When you 3D print objects that have overhangs, supports are traditionally added to the print before the build begins, because the overhangs are not supported by anything below and your print will very likely be unsuccessful. But a lot of research has gone into finding a way to print parts with overhangs without having to rely on supports: it’s time-consuming to remove them, and, in the end, all you have is a lot of wasted material. A pair of researchers from Penn State have developed a faster, more efficient way to print these kinds of parts without having to use as many supports. The doctoral candidates, Xinyi Xiaoa and Sanjay Joshi, recently published a paper on their work, titled “Process planning for five-axis support free additive manufacturing.”

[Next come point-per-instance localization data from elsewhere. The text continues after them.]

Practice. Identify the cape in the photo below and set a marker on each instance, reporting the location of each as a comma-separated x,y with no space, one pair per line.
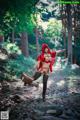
42,59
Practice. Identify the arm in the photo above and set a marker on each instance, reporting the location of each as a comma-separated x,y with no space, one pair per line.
60,51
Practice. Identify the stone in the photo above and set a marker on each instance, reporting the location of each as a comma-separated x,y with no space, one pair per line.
55,112
49,118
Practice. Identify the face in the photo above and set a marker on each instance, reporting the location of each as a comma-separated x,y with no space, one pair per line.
46,50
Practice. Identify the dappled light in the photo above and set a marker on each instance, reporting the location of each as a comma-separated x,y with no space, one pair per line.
39,60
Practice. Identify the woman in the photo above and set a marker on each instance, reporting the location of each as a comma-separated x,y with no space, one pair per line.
44,65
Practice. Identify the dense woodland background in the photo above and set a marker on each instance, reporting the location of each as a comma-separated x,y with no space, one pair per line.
24,26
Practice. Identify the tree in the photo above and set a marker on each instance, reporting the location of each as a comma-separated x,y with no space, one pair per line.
20,17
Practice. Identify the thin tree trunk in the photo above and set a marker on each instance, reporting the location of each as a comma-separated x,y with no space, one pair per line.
13,36
24,44
37,41
69,27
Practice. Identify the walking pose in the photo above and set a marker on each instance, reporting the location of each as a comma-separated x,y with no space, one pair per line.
44,65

The abstract states, “Traditionally Additive Manufacturing (AM) is a two-dimensional layer-by-layer material deposition process which requires building the support structures along with the build of the desired model. Removal of the support structures is costly and time-consuming, especially for metal parts. Using a five-axis deposition machine has the potential to build structures without the need for supports. However, there is a lack of automated process planning software to support the full use of five-axis machines. This paper introduces an automated method that allows reorienting the part during the build using a five-axis machine. The reorientations still allow the part to be built using traditional planar deposition but without the use of supports. This requires that the part be decomposed into sub volumes, such that each sub volume has its build direction and can be built with planar layers without support structures. This paper presents algorithms to determine the sub-volumes, their orientations, and sequence, which form the major components of the process plan for manufacturing. The process plan is generated by sequencing the decomposed volumes while ensuring a lack of local collision with previously deposited volumes. An added benefit of this automated process is the ability to evaluate the feasibility of building the part in a support free manner. This can provide feedback to the designer on the support free manufacturability of the part. Examples illustrating the methodology and establishing the viability of the decomposition strategy are presented to verify the effectiveness of the algorithms.”

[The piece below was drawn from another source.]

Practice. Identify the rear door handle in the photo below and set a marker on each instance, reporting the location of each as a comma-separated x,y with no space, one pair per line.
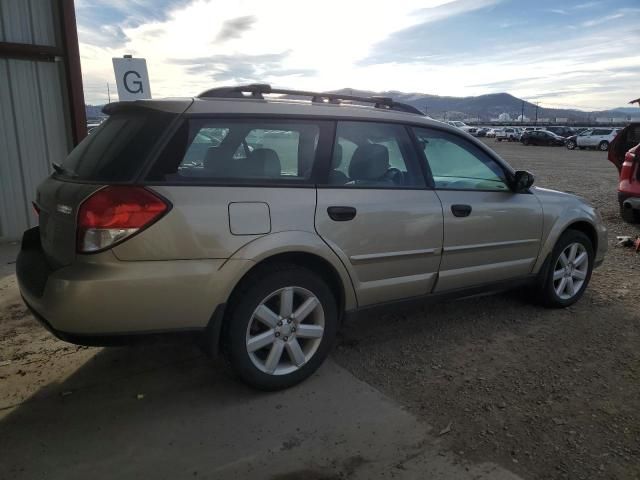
461,210
341,214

Their idea is a 3D printer that uses either an extrusion arm or a movable build plate to turn the part in different directions in 3D space while they’re being printed; this essentially makes every surface “flat” during extrusion. By adding an additional axis to the printer, the build process becomes more efficient, and wastes less material since supports aren’t needed.
The researchers wrote, “Removal of the support structures is costly and time-consuming, especially for metal parts.
“Using a five-axis deposition machine has the potential to build structures without the need for supports. However, there is a lack of automated process planning software to support the full use of five-axis machines. [We introduce] an automated method that allows reorienting the part during the build using a five-axis machine.”
The focus is on a new predictive print preparation model, which speeds up the process of preparing objects to be printed on a five-axis system. It works by cutting models into separate pieces, each of which is printed on a different axis. Take a look at the 3D printed rabbit above: the feet are on one axis, while the tail is another, the torso is a third, and the ears are another axis. Using the Penn State research team’s process, the amount of support material can be majorly reduced, and even totally removed.
Unfortunately, you aren’t likely to find a lot of 5-axis 3D printers available for purchase that come in a desktop or even professional size, so you’ll still have to slog through removing your support materials. But this is definitely a step in the right direction.
“Large metal components, using traditional additive manufacturing, can take days and waste lots of materials by using support structures. Additive manufacturing is very powerful, and it can make a lot of things due to its flexibility; however, it also has its disadvantages,” the researchers concluded. “There is still more work to do.”